Written by Joann Lee

On 4 December 2014, the UN Secretary-General Synthesis Report on the post-2015 development agenda was released, which aimed to pull together input from all strands on post-2015. Although the Report affirms the 17 goals proposed by the General Assembly Open Working Group—including gender equality and peaceful societies—it frames them within the context of six “essential elements” that promote regressive standards in relation to existing international commitments by further weakening Women, Peace, and Security (WPS) issues such as gender, militarization, and conflict and diluting the overarching human rights framework. Overall, the consideration of peace and conflict in the Report is far from transformative as it fails to recognize the intricate connection of militarism with gender inequality and violence. The promotion of a violence prevention approach is necessary to address the major gap in the Millennium Development Goals on peace. Therefore, for the Sustainable Development Goals (SDGs) to be truly transformative and ensure sustainable development, demilitarization, disarmament, and an integrated approach of gender issues and security reform are imperative.

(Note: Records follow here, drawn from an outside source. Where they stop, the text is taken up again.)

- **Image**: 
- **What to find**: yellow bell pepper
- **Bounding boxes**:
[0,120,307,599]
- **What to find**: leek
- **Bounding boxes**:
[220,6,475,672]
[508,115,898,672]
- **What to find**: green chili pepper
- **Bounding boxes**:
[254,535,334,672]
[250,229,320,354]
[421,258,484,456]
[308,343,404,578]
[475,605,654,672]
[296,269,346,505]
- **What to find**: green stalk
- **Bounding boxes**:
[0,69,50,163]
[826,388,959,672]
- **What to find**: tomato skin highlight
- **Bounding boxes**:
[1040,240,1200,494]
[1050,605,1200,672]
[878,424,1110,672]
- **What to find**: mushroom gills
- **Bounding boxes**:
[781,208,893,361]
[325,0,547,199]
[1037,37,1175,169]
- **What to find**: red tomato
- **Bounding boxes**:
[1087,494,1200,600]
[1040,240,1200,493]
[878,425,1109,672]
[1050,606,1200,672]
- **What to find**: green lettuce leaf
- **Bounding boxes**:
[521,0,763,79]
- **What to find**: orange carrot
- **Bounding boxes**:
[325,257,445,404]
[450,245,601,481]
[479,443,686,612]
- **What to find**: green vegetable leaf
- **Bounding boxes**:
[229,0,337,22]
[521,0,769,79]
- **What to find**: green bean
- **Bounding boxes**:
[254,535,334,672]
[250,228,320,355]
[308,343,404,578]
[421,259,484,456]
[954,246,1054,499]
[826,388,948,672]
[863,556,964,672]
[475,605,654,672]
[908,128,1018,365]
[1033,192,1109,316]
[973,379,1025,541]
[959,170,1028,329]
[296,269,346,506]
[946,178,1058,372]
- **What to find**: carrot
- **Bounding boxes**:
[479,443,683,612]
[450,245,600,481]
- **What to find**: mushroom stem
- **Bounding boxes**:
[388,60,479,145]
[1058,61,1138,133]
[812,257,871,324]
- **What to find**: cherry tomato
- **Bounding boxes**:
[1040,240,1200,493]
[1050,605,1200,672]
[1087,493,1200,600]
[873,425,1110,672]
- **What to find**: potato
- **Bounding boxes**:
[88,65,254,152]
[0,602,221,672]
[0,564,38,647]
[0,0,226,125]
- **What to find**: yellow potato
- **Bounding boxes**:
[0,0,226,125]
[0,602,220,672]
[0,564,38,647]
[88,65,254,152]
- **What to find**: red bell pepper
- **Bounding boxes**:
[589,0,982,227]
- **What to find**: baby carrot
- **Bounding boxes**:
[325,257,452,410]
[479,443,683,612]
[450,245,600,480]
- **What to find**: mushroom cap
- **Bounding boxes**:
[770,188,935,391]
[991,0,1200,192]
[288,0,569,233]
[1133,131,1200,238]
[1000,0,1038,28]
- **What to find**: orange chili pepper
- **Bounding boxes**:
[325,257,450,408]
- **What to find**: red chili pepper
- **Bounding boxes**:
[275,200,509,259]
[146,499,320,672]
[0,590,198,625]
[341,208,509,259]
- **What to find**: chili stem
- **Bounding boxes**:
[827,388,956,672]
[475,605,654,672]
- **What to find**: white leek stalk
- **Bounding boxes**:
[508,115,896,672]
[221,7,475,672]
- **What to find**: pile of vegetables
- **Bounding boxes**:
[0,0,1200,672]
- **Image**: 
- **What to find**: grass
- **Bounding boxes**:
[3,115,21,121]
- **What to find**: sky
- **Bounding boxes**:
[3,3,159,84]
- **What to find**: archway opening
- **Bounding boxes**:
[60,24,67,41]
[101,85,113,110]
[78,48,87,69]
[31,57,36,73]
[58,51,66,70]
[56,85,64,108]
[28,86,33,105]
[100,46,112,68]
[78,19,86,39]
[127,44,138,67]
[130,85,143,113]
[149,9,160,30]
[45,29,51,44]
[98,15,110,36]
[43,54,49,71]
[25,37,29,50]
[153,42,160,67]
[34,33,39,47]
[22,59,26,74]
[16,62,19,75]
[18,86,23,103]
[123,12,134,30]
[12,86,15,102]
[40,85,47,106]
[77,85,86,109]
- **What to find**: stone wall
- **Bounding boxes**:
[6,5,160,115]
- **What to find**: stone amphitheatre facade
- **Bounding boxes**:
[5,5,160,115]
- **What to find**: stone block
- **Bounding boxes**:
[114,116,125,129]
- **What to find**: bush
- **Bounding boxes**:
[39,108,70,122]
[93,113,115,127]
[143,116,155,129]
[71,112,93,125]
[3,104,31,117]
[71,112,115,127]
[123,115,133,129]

1.B.Disarmament.jpgUN Photo/Patricia Esteve

As negotiations on the post-2015 development agenda enter their final stage, member states must ensure a progressive, holistic approach: security reform processes must include gender-expertise planning and women's greater participation in decision making at all levels in peacebuilding, peacekeeping, conflict resolution, reconstruction and in the delivery of justice; strong financing requires that military spending be reduced and redirected to gender-equitable social spending; effective monitoring and implementation entails linking SDG reviews to existing human rights, disarmament and WPS agenda reporting mechanisms such as CEDAW, UPRs, WPS global reviews, and the Arms Trade Treaty; and true equality and development necessitates a human-rights based approach that strengthens existing human rights commitments, such as the Resolution on Women Human Rights Defenders, and identifies and addresses root causes of gender inequality. Therefore, we call upon member states and stakeholders to promote discussions to ensure true transformation and development during the upcoming negotiations in 2015, including UN PGA High-Level Thematic Debate in February, the Beijing+20 / Commission on the Status of Women (CSW) in March, the post-2015 negotiation sessions in March – May, the Intergovernmental negotiations in June – July, and the Third International Conference on Financing for Development in July.